Accusé de blanchiment d'argent estimé à 1,37 milliard de dollars, Khadem al-Qubaisi, ancien directeur général de l’International Petroleum Investment Company (IPIC) à Dubaï, a été condamné à 15 an de prison
Khadem al-Qubaisi a longtemps été considéré comme l’un des hauts responsables les plus influents du monde financier des Émirats arabes unis. Né à Abou Dhabi en 1971, il a gravi les échelons pour devenir directeur général de l’International Petroleum Investment Company (IPIC), une des principales sociétés d’investissement détenues par l’État.

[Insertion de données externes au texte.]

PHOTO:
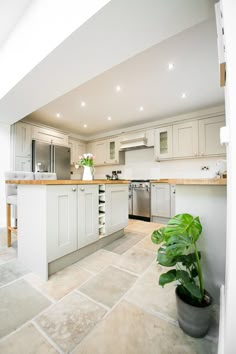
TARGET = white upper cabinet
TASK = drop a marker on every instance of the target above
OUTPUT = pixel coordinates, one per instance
(77, 148)
(106, 152)
(163, 143)
(209, 136)
(185, 139)
(23, 140)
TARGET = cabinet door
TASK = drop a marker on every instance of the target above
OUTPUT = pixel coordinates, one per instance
(209, 136)
(116, 207)
(163, 143)
(100, 152)
(61, 220)
(23, 140)
(160, 200)
(185, 139)
(23, 164)
(87, 214)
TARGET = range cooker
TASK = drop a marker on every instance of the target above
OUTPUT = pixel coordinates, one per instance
(139, 200)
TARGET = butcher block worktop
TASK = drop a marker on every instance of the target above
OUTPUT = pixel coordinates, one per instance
(66, 182)
(192, 181)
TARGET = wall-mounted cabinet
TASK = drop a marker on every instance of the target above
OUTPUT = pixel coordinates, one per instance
(163, 143)
(106, 152)
(209, 136)
(185, 139)
(23, 139)
(77, 148)
(196, 138)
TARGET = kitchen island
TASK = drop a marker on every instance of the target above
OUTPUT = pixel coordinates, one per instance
(62, 221)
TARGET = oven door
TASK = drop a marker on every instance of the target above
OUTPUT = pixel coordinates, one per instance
(141, 201)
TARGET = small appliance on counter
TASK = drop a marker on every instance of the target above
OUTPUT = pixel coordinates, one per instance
(140, 200)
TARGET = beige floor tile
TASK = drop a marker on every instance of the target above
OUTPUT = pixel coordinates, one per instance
(19, 303)
(70, 320)
(130, 330)
(142, 226)
(27, 340)
(60, 283)
(7, 254)
(126, 242)
(136, 259)
(108, 286)
(151, 296)
(147, 244)
(10, 271)
(98, 261)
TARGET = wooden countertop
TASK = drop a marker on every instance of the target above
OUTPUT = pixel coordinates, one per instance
(196, 181)
(68, 182)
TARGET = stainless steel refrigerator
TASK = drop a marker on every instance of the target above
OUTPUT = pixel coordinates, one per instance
(51, 158)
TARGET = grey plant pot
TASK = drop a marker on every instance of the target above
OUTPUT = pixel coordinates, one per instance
(194, 321)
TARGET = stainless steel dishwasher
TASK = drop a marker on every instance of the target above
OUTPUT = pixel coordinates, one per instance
(141, 200)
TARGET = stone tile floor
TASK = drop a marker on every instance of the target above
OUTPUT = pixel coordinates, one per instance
(109, 302)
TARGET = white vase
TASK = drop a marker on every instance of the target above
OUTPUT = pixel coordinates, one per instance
(87, 173)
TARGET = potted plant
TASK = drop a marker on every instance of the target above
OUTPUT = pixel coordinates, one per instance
(87, 160)
(179, 252)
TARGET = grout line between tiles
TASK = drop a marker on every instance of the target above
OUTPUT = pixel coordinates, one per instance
(92, 299)
(46, 336)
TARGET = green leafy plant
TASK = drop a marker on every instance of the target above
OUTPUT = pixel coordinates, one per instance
(86, 160)
(179, 249)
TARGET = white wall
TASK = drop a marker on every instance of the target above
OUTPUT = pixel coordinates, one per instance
(229, 338)
(4, 166)
(140, 164)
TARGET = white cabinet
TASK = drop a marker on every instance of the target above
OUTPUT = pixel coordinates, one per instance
(23, 164)
(23, 140)
(77, 149)
(163, 143)
(209, 136)
(185, 139)
(117, 207)
(61, 220)
(50, 136)
(160, 200)
(87, 214)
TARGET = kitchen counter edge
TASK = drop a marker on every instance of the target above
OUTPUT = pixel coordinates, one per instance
(196, 181)
(65, 182)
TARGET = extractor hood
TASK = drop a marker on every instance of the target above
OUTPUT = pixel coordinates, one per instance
(133, 141)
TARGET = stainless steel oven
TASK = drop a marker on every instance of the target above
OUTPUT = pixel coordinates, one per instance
(139, 200)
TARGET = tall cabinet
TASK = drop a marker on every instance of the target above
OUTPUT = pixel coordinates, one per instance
(22, 145)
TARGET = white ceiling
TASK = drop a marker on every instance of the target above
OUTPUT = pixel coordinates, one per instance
(10, 13)
(145, 81)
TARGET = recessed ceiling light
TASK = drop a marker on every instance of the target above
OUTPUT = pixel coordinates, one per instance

À la tête de l’IPIC, al-Qubaisi a supervisé des opérations financières d’envergure et des partenariats internationaux. Son rôle clé lui a permis d’accéder à des cercles de pouvoir économique, mais aussi d’élargir son réseau d’affaires à travers plusieurs continents.
Cependant, derrière cette réussite professionnelle se trouvaient des pratiques illégales. Dans les années 2010, des enquêtes internationales ont commencé à s’intéresser aux flux de fonds liés à al-Qubaisi, notamment en lien avec des détournements et des opérations de blanchiment impliquant des sommes colossales. Ces enquêtes ont notamment exploré ses liens avec le scandale financier mondial autour du fonds souverain malaisien 1Malaysia Development Berhad (1MDB).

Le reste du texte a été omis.